Diversas propiedades saludables le son concedidas al chocolate desde tiempos de la antigüedad. Respaldada por estudios clínicos y epidemiológicos, la hipótesis que sustenta esos beneficios ha sido validada a nivel mundial.
Entre los principales constituyentes de este producto alimenticio sobresalen los polifenoles. También presentes en otros alimentos de origen vegetal —como el vino tinto, el té verde y algunas frutas—, sus elevadas concentraciones se han asociado a una disminución del riesgo cardiovascular.
Para lograr el efecto deseado tercia la probada actividad antioxidante de estos compuestos —principalmente los flavonoides—, así como la capacidad de reducir la presión arterial y el riesgo de formación de trombos. Se destaca, además, la disminución de la merma del rendimiento cognoscitivo, manifestación clínica que frecuentemente afecta a las personas mayores.
A pesar de estos conocimientos bien fundados, afloran quienes, con un inocente antifaz científico, llegan a proyectar deliberadas e inusitadas teorías. Así, por ejemplo, vio la luz el pasado 18 de octubre, en la veterana y prestigiosa revista médica norteamericana The New England Journal of Medicine, un artículo del Dr. Franz Messerli, de la Universidad de Columbia, Nueva York.
El citado doctor inició su trabajo con la mañosa visión de que el nivel cognitivo —dígase también inteligencia— de una población se vincula fuertemente con la cantidad de premios Nobel alcanzados por una nación dada. Entonces, se le ocurrió correlacionarlos con el consumo per cápita de chocolate.
Con angosto raciocinio arribó a una torpe conclusión: mientras mayor sea el consumo per cápita de chocolate, así será la posibilidad de tener laureados con un Premio Nobel. Entonces, parecería que la mayor parte de los afortunados serán los europeos, por ser los principales consumidores de este alimento.
El autor advirtió como hipótesis más factible que el consumo de chocolate proporciona el fértil suelo, necesario para desarrollar la función cognitiva, condición básica a su vez para que le broten los premios Nobel a un país.
¿Acaso será una coartada para justificar oscuros asuntos? ¿Hasta dónde querrán llegar? Sin desdeñar el valor de determinados premios Nobel, últimamente hemos sido testigos de ciertos deslustres de estos laureles, específicamente los de la paz.
Los desaciertos no son nuevos. Rememoremos la designación, en el año 1906, del presidente norteamericano Theodore Roosevelt, artífice de la doctrina del Gran garrote, a través de la cual se legitimó el uso de la fuerza en la política exterior estadounidense y, con ello, las repetidas intervenciones políticas y militares en el continente americano, incluida Cuba.
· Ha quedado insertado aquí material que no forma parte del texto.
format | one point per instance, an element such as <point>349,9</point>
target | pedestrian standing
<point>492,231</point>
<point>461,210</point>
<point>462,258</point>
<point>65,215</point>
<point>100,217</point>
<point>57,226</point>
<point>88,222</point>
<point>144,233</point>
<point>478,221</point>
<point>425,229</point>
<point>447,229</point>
Los traspiés continuaron hasta nuestros días. El 12 de octubre del año 2012 —casualmente seis días antes de la publicación aludida—, los miembros del Parlamento noruego concedieron el galardón a la Unión Europea con la siguiente excusa: «Contribución al progreso de la reconciliación, la paz, la democracia y los derechos humanos en Europa».
El momento no pudo ser más desatinado para una región ensartada por la peor crisis económica y social experimentada desde su fundación. Pensemos además, cómo en ese lugar toparemos con tres países (Francia, Alemania y Gran Bretaña) que forman parte del club de los cinco mayores vendedores de armas en el mundo.
No revolvamos más papeles; no hace falta. Puede ser Europa el mayor consumidor de chocolate, pero no por ello se debe admitir la segregacionista idea de que ostente la población más inteligente, ni que merezca el Nobel de la paz.
En tantas artimañas aprecio estrambóticas coincidencias conectadas con el viejo mundo que, abrumado por su decadencia, todavía pretende ser superior también en el chocolate y sus beneficios.